If you want to draw the perspective s’ of a line that belongs to a vertical plane α, perpendicular to the picture plane:
– set the vanishing point I’s on the vanishing line I’α and on the distance circle;
– draw the perspective s’.
Points in given positions on a line perpendicular to the picture plane
Imagine a straight line r, perpendicular to the picture plane, which belongs to the horizontal plane π1. On this plane, π1, set up two straight lines m, sloping at 45° to the picture plane.
These two lines meet the line r and the trace tπ1 of the reference plane π1. Therefore the two above mentioned lines m identify on the line r and on the line tπ1 two segments: (AB) and (A”B”), respectively, which are equals.
Indeed:
– the triangle (A Tr A”) is isosceles so that (A Tr) = (TrA”);
– the triangle (B Tr B”) is isosceles so that (B Tr) = (TrB”);
– therefore (AB) = (A”B”). It means that, if we draw the perspectives of the two straight lines m (AA”) and m (BB”) we shall obtain on r’ the perspectives A’ and B’ of the points A and B.
Consider now the projecting plane π10, which passes through the centre of projection O and is parallel to the
plane π1. This plane meets the picture plane in the vanishing line i’π1, which is parallel to the trace tπ1, as we
know. On the above mentioned plane, construct the projecting straight lines r0 and m0, which meet the i’π1 vanishing
line in the vanishing points I’r ≡ O0 and I’m.
Observe that:
– the triangle (O I’r I’m) is similar to the triangle (ATr A”) and it is therefore an isosceles triangle, having
equal the sides (I’m I’r) and (I’r O).
We can resume the above observations in this statement:
the distance of the vanishing point I’m of the straight line m from the vanishing point I’r of the line r is equal to the distance of the vanishing point I’r from the projection centre O;
– if the line r is perpendicular to the picture plane, the vanishing point I’m belongs to the distance circle.

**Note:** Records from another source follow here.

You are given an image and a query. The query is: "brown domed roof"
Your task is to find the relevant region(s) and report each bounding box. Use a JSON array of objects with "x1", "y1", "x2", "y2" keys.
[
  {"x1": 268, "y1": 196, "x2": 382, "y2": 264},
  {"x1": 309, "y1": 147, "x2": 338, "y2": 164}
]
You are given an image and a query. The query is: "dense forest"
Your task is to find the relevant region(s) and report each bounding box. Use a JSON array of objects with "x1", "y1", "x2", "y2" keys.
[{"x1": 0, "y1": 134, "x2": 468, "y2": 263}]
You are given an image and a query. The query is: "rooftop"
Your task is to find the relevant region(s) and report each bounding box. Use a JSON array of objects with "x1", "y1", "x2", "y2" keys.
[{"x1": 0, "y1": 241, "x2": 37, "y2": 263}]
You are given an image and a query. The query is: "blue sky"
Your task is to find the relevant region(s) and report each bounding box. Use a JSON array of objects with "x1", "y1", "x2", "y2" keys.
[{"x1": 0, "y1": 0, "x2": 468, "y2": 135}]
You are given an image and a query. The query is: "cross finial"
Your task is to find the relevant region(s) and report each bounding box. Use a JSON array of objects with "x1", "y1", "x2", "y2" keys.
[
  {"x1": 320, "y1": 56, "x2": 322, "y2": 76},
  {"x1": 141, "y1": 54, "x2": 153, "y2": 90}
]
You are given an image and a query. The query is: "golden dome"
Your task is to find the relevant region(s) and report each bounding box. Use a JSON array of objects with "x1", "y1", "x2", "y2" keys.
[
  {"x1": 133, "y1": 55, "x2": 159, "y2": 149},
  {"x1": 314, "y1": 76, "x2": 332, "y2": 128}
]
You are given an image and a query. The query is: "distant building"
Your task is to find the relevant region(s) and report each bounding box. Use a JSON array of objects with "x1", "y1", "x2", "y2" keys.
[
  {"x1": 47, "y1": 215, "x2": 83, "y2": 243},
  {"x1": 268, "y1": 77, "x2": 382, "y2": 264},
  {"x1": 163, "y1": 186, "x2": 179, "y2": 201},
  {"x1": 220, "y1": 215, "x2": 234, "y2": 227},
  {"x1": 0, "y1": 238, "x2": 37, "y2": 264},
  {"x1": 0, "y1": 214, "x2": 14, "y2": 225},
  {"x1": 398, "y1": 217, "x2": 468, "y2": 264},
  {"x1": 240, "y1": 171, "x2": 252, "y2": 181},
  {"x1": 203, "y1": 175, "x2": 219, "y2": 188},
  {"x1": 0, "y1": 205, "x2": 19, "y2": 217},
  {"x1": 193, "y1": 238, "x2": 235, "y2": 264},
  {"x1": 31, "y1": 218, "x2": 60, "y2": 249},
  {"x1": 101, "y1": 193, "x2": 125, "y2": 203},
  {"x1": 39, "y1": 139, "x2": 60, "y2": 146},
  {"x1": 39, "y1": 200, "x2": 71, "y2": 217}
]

In practice – first exemple
We want to set up two points A and B on the straight line r perpendicular to the picture plane, knowing that A is distant two meters from the picture plane and that B is distant four meters from A.
1. Draw the vanishing line i’π1 and the trace tr of the reference plane π1. Note that:
– the distance between i’π1 and tπ1 represents the elevation of the eye O on the reference plane;
– usually the reference plane is the ground and the elevation of the eye is the height of a standing
man;
– the vanishing line i’π1 is the horizon and the image of any person standing on the ground, having the same height of the observer, has the head on the horizon;
– this first operation determines the reduction ratio; in fact, when you draw on a paper and not on a wall (like a painter of a trompe-l’oeil), you have to reduce the dimensions of the space so that the represented objects can be included on
the paper; e.g., if the eye of the observer is 170 cm above the reference plane, you could choose a reduction ratio of 1/20 and, consequently, set the distance between tπ1 and I’π1 at 8,5 cm (170/20).
2. Draw the distance circle having in mind that the radius of this circle represents the distance of the eye from the picture plane; this distance is reduced in function of the above mentioned reduction ratio, so if your draw a circle that has a radius of 20 cm e.g., the principal distance is equal to four meters.
- Draw the perspective r’ of a straight line r (Tr I’r) perpendicular to the picture plane, which belongs to
the reference plane π1. - On the trace of the reference plane tπ1, mark the point A”, which is distant two meters from Tr and mark the point B” which is distant four meters from Tr.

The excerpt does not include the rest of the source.